O livro se passa num futuro distante no Distrito de Nagast - que parece ser o Rio de Janeiro – onde acompanhamos Eliah, um ladrão de carros especialista em fugas que vive em Obambo, uma favela onde vivem quase todos os negros, segregados pelo governo de Nagast. Na cidade, dominam o Cygens, ciborgues que rejeitaram seu lado humano, acumulando poder até se tornar a casta dominante da cidade. Eles instauraram uma ditadura segregacionista que persegue a população de Obambo e qualquer manifestação religiosa.
Isso fez com que a fé fosse totalmente esquecida pela população de Obambo e os que demonstrassem qualquer traço de mediunidade eram recolhidos para a Liga da Saúde Mental de nunca mais voltam. É esse perigo que Eliah tem que enfrentar quando sua mediunidade desperta e ele precisa aprender a dominar suas habilidades para defender o povo de Obambo.
O afrofuturismo da obra é bastante evidente quando temos uma obra em que a grande parte dos personagens são negros e que lutam tanto pela própria sobrevivência como também a lutar por algo a mais. Também temos o afrofuturismo na mistura de ficção científica com fantasia que fluiu muito bem na obra. Aliás, ela flui durante a leitura em diversos aspectos. Os elementos fantásticos científicos, na tecnologia Cygen, na estética cyberpunk com tatuagens que ativam equipamentos. O autor não se perde em explicações para unir os elementos tecnológicos e os de fantasia urbana, onde os espíritos se manifestam digitalmente. Tive uma agradável lembrança de Count Zero do William Gibson, onde as entidades da Matrix se identificaram com os loas do Vodum, mas em “O Último Ancestral” o corre o inverso. São as entidades – aqui tiradas das religiões de matriz-africana no Brasil - que se manifestam no mundo digital.
Outro aspecto que me agradou foi o bom uso das gírias pelos Obambos. (algo que se mal feito poderia ter colocado tudo a perder). As falas são ágeis e objetivas, combinando com personagens que, afinal de contas, estão em uma guerra pela própria vida. O sentido de urgência ajuda num livro que é um page-turner (como se diz nos EUA daquele livro que te faz virar páginas, prendendo o leitor). Aliada a linguagem fluida, temos capítulos curtos que nos permitem acompanhar várias linhas narrativas que vão se encontrando ao longo do livro.

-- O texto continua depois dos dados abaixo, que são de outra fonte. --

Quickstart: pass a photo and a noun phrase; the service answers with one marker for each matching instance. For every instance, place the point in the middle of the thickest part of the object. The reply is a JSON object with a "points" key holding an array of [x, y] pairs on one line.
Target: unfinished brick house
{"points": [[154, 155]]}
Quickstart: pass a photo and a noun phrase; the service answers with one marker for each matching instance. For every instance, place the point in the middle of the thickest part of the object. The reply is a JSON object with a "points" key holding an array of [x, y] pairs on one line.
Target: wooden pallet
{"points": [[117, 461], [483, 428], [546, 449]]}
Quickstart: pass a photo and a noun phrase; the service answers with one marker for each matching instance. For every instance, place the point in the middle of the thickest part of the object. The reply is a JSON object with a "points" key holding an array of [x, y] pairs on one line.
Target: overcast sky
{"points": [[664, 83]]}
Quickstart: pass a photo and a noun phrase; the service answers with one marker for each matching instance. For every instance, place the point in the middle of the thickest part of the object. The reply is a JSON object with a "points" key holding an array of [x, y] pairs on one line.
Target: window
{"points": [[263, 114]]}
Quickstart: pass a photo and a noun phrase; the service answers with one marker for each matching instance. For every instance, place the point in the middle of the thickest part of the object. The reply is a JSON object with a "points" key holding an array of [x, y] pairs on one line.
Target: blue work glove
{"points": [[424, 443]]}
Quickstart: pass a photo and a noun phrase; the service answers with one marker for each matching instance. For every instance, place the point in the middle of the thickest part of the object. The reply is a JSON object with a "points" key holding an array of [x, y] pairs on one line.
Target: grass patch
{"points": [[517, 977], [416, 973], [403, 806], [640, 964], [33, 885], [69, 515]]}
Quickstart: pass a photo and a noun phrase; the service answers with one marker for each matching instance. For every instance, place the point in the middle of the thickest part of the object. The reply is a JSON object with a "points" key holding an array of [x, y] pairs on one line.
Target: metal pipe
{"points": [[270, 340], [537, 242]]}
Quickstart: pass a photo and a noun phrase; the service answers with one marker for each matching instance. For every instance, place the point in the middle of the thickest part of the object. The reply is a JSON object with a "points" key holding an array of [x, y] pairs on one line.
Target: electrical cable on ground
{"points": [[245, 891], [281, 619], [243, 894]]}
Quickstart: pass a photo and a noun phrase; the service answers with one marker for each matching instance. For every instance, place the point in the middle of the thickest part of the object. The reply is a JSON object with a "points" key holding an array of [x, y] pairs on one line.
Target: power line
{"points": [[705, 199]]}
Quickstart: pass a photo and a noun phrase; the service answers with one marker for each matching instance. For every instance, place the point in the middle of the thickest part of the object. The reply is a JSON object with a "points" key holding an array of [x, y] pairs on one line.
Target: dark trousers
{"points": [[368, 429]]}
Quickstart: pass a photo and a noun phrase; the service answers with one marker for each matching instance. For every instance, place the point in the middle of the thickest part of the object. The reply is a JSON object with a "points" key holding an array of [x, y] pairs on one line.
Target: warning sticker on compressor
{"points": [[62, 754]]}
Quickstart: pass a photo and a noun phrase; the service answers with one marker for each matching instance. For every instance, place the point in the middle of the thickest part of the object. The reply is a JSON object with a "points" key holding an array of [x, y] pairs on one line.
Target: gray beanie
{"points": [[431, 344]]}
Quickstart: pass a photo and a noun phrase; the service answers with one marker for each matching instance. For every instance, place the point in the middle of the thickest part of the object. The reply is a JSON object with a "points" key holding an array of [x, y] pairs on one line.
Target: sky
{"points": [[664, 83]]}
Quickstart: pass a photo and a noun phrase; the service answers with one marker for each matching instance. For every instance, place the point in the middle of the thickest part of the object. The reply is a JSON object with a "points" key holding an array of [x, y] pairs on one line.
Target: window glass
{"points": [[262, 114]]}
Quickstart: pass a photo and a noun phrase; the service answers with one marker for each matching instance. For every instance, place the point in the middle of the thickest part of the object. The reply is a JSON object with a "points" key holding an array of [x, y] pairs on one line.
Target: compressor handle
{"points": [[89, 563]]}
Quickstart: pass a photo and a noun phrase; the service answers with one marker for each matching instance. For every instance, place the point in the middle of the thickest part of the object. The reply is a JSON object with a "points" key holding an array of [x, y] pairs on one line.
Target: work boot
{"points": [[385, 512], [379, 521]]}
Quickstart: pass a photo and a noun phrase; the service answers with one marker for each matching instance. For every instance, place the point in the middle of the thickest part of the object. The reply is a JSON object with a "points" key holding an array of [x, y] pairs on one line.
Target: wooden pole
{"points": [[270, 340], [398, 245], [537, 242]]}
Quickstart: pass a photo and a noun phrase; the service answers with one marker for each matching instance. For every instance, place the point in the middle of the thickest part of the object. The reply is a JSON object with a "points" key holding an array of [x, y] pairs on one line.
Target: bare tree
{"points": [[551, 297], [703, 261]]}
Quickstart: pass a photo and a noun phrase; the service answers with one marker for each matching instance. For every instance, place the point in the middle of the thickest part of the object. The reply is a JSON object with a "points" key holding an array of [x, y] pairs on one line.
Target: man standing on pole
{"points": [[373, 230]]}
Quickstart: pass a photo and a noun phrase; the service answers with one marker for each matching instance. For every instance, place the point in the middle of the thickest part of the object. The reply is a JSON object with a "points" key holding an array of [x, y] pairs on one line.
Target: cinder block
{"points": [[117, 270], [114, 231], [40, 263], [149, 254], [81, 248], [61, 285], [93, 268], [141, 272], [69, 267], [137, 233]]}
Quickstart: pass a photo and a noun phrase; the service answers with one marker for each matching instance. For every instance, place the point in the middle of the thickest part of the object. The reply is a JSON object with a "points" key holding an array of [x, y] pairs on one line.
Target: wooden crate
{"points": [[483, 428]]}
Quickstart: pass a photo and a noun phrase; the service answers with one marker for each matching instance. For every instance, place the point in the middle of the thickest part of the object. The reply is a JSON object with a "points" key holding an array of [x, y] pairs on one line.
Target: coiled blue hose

Aliás, os personagens secundários são bem bacanas. É muito fácil gostar de Hanna (a hacker cheia de personalidade) e praticamente impossível ficar inferente ao Zero (que fascina como todo anti-herói, inclusive toma para si, o protagonismo em diversas situações ao longo do livro). Vale destacar também o trabalho gráfico do livro, que veio em capa dura, com as primeiras páginas dos capítulos com letras brancas e fundo preto, além das artes muito bacanas e também por um preço razoável em comparação a outros equivalentes.
Contudo temos uma obra que apesar de fechar uma história completa, é a primeira de uma série ou trologia, ou seja, precisaremos de mais livros para fechar a jornada do Eliah. Pessoalmente não gosto do formato de trilogia, que depende de outras obras para contar a história toda do protagonista, mas uma vez que o universo do livro me fisgou, não me resta alternativa a não ser esperar o próximo livro que já tem nome: “A Divindade Digital”. Além de uma sequência o livro tem chances de sair das páginas literárias para outras mídias. E aqui estaremos de olho.